Rojava-Kuzey ve Doğu Suriye’nin tamamında Kürt halkının öncülüğünde bir adım atıldı. Bu öncülükle hem bölge halkı hem de Kürt halkı rol oynadı. Bu da bölge için yeni olan demokratik bir projeyi ortaya çıkardı. Şovenizm ve ırkçılık esasları üzerine kurulan Türk devleti, her zaman özellikle Kürt ulusu başta olmak üzere diğer ulusların kimliğini, varlığını, kültürünü kendi varlığı için tehlike görmüştür. Bunun için de Efrîn’den Şehba’ya, Til Temir’den Eyn Îsa’ya hatta Rojava modelini kendisi için model gören Şengal’i hedef aldı. Türk devletinin zihniyeti budur. Özellikle son yıllarda AKP’nin yürüttüğü hakiki İslam’dan uzak siyasi İslam zihniyeti, MHP faşizmiyle de birleşince bölgenin, halkların ve hatta Türkiye ile uluslararası güçlerin de çıkarına olmayan politikalar izlemeye başladı. Bu iktidar hiçbir ilke, ittifak ve yasaya bağlı değildir.
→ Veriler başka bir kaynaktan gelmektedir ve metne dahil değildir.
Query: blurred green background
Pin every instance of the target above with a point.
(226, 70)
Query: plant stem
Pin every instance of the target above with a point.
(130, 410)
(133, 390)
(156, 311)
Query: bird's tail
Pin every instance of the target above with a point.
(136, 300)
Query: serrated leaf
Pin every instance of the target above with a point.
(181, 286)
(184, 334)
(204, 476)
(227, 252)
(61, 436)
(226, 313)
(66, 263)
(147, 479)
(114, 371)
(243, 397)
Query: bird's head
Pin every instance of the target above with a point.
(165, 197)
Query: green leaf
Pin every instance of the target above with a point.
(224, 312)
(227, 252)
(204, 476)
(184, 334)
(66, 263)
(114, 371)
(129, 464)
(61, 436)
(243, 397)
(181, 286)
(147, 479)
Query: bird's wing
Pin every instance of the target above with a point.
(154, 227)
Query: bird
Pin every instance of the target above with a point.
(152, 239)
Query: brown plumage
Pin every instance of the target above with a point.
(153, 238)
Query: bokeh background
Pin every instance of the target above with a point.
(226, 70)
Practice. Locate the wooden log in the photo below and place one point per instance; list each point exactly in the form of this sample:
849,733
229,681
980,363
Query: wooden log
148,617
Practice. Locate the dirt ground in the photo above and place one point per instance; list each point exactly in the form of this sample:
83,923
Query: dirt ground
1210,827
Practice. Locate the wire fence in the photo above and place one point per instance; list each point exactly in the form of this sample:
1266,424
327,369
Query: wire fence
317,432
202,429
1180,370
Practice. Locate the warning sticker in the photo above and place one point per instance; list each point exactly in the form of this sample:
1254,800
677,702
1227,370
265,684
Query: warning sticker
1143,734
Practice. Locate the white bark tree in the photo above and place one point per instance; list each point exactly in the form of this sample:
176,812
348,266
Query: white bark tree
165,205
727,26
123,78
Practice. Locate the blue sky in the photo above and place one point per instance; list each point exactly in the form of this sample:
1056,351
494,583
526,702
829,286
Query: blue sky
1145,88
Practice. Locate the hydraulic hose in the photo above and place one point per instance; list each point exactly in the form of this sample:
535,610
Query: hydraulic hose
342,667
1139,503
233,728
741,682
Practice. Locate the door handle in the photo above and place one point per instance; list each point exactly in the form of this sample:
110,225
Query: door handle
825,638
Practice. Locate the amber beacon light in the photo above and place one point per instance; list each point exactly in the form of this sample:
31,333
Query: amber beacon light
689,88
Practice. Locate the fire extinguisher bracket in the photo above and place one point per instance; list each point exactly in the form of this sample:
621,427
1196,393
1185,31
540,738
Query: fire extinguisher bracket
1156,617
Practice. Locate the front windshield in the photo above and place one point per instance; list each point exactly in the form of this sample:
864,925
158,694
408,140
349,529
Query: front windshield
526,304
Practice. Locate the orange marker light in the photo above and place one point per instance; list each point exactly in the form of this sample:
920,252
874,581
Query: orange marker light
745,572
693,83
Erdoğan, Bahçeli’yi yanına alarak diktatörlüğünü inşa etmeye çalışıyor. Her ikisi amaçları için Türkiye’nin devletliğini ve imkanlarını kullanıyor. Türkiye, jeo-stratejik ve coğrafik konumu bakımından tüm Ortadoğu ve Avrupa için stratejiktir. Uluslararası kamuoyu da Türkiye’nin bu konumunu kullanıyor. Çünkü Türkiye, Avrupa üyesidir, aynı şekilde ordusu NATO içerisinde yer alıyor. Erdoğan ve Bahçeli de Türkiye’nin uluslararası kamuoyundaki kimliğini kullanıyor. ABD, Avrupa, Asya ülkeleri ile dünyada var olan hükümetler, hükümet çıkarlarını daha çok esas alıyor. Bu yüzden yasa, ilke ve var olan ittifaklar ile anlaşmaları esas almıyor. Amerika halkı başka bir şey diyor, Avrupa halkı başka bir şey diyor, Asya halkı başka bir şey diyor. Aynı zamanda Ortadoğu halkı başka bir şey diyor. Ama bakıyorsun hükümetlerin görüşlerinde başka şeyler var. Bundan ötürü gerçek bir karar ortaya çıkmıyor.
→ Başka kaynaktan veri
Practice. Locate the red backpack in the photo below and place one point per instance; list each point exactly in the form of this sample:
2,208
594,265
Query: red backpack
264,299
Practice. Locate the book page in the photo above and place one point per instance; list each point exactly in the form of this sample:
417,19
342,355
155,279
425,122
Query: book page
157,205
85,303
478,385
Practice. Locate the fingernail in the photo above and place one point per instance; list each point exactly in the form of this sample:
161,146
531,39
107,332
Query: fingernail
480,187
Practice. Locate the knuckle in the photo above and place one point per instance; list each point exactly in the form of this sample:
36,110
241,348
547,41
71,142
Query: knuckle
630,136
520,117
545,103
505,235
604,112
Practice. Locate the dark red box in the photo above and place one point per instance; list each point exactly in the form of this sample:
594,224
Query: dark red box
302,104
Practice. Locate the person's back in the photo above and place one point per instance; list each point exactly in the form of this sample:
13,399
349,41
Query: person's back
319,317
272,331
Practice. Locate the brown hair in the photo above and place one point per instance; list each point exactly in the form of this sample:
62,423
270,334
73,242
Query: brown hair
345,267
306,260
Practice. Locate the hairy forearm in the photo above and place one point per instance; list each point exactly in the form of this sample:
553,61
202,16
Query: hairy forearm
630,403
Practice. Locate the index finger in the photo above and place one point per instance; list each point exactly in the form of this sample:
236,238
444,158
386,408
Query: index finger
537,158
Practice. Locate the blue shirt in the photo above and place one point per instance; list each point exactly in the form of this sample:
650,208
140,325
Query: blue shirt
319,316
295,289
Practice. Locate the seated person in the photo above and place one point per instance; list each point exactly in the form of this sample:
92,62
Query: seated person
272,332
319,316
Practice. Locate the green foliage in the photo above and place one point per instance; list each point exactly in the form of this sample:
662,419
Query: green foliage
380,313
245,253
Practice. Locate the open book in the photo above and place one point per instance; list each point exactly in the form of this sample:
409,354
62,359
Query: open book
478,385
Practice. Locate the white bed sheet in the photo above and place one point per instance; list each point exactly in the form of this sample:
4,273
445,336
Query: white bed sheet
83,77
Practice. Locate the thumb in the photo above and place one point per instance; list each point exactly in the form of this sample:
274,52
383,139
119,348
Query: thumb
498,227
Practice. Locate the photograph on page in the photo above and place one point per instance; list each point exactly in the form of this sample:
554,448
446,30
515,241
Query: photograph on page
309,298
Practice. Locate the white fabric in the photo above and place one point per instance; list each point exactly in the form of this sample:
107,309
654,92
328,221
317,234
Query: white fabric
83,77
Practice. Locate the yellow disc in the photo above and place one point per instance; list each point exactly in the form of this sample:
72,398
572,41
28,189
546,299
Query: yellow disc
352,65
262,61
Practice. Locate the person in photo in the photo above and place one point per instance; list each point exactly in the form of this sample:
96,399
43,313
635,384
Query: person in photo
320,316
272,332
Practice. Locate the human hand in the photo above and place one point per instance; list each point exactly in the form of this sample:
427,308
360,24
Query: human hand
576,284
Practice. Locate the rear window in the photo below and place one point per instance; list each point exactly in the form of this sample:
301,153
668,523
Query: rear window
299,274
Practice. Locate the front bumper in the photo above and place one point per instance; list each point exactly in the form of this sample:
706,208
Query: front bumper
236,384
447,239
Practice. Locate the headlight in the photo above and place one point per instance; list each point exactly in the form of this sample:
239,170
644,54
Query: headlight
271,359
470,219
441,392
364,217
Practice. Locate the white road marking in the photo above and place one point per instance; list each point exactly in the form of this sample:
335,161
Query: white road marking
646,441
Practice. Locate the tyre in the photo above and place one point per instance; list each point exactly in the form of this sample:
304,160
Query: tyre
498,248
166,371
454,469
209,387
Saldırılara karşı garantör ülkeler ve uluslararası güçlerin sessizliğini nasıl değerlendiriyorsunuz?

İktidardaki hükümetler var olan yasa, kanun, ittifaklar ile halkının umutlarından çok kabinelerinin-hükümetlerinin çıkarlarını esas alıyor. Türkiye’deki iktidar da siyasi İslam ve Türk ırkçılığı ideolojisine ulaşmak için bu gerçeği kullanıyor. Bunun için diğer uluslara, kültürlere karşı, görüşlere karşı vahşi bir şekilde davranıyor. Türk ordusu birçok destek alıyor. Avrupa Birliği’nden de NATO’dan da alıyor. Ancak bu imkanları onurluca, özgürce demokratik bir yaşam isteyen bölge halklarına karşı kullanıyor. Türk devleti uluslararası güçler arasındaki boşluklardan iyi faydalanıyor. Uluslararası kamuoyunda bir kriz durumu var.

Türk iktidarı farklı kimlikleri ortaya çıkaran dünyanın da rahat bir iletişimde olmasını sağlayan, halkların, kültürlerin etnik yapıların kardeşçe bir arada yaşamasına fırsat veren demokrasiyi tehlike olarak görüyor. Dünya da bölge ile rahat bir iletişim halinde. Bölgeye para ve askerle girmesine gerek olmuyor. NATO’nun milyarlarca dolar harcamasına, binlerce asker veya ileri teknoloji göndermesine gerek yok.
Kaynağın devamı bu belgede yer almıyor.